On Outing a Zombie
There was a fascinating column up the other day on The Zombie Feed from their resident Zombie Advice columnist, Putrescence. The advice-seeker wanted some counsel on what to do about a friend that seems to be a closeted Zombie:
How do you ask someone something like that? Hey, man, are you dead? Maggots got you down? If he is undead, then he’s clearly trying really hard to hide it. Is it my place to “out” him, even just to me? We’ve been pals for a long time, so I feel kind of bad that he won’t open up about it. He has to know I suspect something, but he won’t talk about it, acts like nothing’s changed.
What should I do?
–Best Formaldehyde Friends
This is one of the trickiest subjects about Living-Zombie relations because of the way in which the tragic and unfortunate persecution of the Differently Animated forces many Zombies to unlive a lie, posing as a fully conventional Living human being, denying their current identity. There’s nothing *wrong* with being alive, of course, just as there’s nothing wrong with being a Zombie, but our society places enormous pressure on Zombies; not so much to conform as to cease existing.
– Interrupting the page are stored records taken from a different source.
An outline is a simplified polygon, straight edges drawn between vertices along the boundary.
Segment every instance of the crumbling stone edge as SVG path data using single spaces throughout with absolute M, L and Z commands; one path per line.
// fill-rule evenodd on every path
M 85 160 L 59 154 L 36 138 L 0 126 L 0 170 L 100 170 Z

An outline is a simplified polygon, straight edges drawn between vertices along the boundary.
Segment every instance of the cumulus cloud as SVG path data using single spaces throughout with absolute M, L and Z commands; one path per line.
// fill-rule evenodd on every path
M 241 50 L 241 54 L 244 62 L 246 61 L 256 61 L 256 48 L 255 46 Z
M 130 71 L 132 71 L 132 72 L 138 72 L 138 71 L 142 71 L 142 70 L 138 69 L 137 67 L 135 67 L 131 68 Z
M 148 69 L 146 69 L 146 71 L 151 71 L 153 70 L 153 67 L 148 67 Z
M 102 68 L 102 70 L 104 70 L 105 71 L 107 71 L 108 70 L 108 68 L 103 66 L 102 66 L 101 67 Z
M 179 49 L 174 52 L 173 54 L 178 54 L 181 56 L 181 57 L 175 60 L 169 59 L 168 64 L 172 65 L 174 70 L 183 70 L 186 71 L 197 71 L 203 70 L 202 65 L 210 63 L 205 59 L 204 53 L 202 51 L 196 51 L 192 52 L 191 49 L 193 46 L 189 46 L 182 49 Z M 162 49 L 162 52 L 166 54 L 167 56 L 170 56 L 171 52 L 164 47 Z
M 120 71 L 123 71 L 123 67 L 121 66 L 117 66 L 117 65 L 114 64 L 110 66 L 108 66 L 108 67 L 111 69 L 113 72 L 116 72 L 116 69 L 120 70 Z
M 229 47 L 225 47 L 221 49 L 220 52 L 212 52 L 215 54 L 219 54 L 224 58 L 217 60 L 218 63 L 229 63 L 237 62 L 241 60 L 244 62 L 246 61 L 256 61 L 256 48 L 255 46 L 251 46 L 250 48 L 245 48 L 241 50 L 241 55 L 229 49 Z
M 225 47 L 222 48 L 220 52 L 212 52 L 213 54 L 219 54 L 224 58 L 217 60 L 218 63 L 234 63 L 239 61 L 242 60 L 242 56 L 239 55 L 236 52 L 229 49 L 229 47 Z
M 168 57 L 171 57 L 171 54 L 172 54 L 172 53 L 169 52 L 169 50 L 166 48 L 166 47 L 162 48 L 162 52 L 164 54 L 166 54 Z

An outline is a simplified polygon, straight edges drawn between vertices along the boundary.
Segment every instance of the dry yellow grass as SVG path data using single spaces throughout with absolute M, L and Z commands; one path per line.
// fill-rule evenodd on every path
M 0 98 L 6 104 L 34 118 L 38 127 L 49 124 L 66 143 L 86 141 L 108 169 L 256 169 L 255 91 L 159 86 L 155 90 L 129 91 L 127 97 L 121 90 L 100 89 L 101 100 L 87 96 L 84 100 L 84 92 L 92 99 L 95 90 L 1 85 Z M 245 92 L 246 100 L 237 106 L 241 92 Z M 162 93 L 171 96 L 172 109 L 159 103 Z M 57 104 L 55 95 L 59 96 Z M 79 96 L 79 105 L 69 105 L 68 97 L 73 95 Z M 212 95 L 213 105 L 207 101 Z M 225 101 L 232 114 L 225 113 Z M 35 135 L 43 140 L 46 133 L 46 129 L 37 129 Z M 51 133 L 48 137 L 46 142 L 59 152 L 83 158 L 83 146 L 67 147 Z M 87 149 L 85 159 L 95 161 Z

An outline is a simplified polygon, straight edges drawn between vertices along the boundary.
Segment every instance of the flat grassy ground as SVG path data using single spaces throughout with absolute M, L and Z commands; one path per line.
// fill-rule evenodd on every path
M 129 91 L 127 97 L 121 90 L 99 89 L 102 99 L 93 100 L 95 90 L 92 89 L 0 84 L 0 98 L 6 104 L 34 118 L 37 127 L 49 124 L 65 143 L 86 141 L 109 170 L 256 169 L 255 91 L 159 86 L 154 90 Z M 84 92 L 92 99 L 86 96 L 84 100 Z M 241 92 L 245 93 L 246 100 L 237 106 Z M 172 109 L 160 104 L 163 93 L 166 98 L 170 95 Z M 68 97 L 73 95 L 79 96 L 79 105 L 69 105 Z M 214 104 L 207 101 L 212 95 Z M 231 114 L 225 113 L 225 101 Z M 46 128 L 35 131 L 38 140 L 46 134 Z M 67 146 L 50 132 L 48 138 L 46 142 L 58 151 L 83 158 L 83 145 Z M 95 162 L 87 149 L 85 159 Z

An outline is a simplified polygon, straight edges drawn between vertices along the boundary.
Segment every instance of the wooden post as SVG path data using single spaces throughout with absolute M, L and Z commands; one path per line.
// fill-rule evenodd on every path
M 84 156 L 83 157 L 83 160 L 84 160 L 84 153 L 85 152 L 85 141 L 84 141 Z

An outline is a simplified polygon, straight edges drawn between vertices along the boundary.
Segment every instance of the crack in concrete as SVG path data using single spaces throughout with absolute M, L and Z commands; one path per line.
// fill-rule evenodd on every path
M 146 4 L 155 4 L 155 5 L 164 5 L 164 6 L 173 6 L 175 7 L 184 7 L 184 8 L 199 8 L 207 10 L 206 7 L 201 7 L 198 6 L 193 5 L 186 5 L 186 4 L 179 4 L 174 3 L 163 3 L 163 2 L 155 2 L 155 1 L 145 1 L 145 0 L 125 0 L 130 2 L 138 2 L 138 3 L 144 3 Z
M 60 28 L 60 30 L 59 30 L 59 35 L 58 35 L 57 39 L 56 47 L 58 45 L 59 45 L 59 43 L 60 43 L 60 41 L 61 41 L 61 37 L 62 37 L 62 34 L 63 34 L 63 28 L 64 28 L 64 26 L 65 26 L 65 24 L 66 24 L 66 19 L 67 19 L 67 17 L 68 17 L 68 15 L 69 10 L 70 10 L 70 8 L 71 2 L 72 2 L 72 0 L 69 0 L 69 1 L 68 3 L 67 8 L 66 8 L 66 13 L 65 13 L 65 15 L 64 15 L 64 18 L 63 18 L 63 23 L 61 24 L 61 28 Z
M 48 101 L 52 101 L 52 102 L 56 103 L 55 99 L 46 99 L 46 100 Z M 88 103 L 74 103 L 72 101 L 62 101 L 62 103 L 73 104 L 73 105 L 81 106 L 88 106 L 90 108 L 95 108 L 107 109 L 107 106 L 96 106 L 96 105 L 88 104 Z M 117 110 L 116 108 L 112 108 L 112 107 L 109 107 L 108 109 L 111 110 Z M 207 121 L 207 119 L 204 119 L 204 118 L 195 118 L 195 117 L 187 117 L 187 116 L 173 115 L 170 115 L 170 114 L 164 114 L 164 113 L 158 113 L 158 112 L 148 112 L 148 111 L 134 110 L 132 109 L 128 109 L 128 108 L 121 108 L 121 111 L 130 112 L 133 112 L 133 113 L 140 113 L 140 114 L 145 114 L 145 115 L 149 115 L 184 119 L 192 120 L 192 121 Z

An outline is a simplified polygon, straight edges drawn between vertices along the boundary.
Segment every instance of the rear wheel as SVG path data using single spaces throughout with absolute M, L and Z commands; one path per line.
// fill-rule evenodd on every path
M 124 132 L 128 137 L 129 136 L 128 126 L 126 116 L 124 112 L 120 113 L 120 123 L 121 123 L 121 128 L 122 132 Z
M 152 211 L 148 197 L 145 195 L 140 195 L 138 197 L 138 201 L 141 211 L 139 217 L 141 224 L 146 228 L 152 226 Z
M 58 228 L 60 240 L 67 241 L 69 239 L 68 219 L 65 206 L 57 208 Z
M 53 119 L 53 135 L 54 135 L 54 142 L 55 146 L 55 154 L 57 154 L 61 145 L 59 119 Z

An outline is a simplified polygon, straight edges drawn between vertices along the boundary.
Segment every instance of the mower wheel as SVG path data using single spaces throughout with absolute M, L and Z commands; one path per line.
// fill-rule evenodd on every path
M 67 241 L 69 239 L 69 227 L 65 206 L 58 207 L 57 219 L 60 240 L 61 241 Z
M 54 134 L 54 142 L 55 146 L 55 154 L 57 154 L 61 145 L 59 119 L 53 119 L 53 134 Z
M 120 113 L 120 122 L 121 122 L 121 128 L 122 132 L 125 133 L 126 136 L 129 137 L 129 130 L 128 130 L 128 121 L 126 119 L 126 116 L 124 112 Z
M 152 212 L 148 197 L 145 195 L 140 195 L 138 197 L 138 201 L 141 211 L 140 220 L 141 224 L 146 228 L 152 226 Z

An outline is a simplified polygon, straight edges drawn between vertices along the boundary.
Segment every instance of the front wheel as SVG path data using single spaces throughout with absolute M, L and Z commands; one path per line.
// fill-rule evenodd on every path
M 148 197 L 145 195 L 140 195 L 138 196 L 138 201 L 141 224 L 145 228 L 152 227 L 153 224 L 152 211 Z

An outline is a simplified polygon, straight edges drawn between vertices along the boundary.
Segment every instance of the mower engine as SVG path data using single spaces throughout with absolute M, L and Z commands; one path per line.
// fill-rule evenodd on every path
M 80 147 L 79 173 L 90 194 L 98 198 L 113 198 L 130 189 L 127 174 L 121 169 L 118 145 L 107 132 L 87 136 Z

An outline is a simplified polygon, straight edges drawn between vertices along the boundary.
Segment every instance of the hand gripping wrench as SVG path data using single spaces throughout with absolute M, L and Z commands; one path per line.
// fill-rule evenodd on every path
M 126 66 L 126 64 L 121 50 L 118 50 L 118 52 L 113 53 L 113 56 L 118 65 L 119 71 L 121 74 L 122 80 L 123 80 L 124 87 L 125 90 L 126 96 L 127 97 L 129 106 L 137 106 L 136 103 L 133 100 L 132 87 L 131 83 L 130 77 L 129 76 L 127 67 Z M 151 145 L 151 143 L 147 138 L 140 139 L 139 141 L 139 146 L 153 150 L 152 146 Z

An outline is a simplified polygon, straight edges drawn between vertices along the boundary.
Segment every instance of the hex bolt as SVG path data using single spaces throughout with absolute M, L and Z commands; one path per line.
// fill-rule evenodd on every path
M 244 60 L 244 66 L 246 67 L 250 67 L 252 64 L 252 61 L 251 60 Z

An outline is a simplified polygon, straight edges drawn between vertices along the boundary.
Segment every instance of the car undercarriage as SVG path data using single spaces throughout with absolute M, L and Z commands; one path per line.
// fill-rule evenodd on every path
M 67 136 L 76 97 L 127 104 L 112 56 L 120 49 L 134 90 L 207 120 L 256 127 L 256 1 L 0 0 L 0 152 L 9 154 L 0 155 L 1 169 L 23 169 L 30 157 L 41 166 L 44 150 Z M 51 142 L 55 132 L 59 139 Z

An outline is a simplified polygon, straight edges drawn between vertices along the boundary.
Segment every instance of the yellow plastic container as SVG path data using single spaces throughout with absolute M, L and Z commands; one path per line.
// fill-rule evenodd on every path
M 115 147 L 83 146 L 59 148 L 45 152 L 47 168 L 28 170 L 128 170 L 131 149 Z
It’s therefore natural that a Zombie might wish to ‘pass’ for a Living person.
Thankfully the Dear Putrescence column handles the question most adroitly, bringing up these concerns in a compassionate manner and advising the friend to be supportive first and foremost, as a friend should be:
My advice is this: don’t rush him. Don’t push him. Let him come to this realization on his own, and be open with him when he does confess his status. At that point, you can tell him what you suspected, but not until then. This is something he will have to come to terms with himself, and it will be important for you to be supportive of him whatever his status, whether he chooses to be open or to hide. Silent support is all you can offer.
The ZRC doesn’t always agree with the various opinion pieces on The Zombie Feed but I think we can all get behind this column and its message of Living-Undead solidarity and friendship, even in difficult and uncertain times. Good show.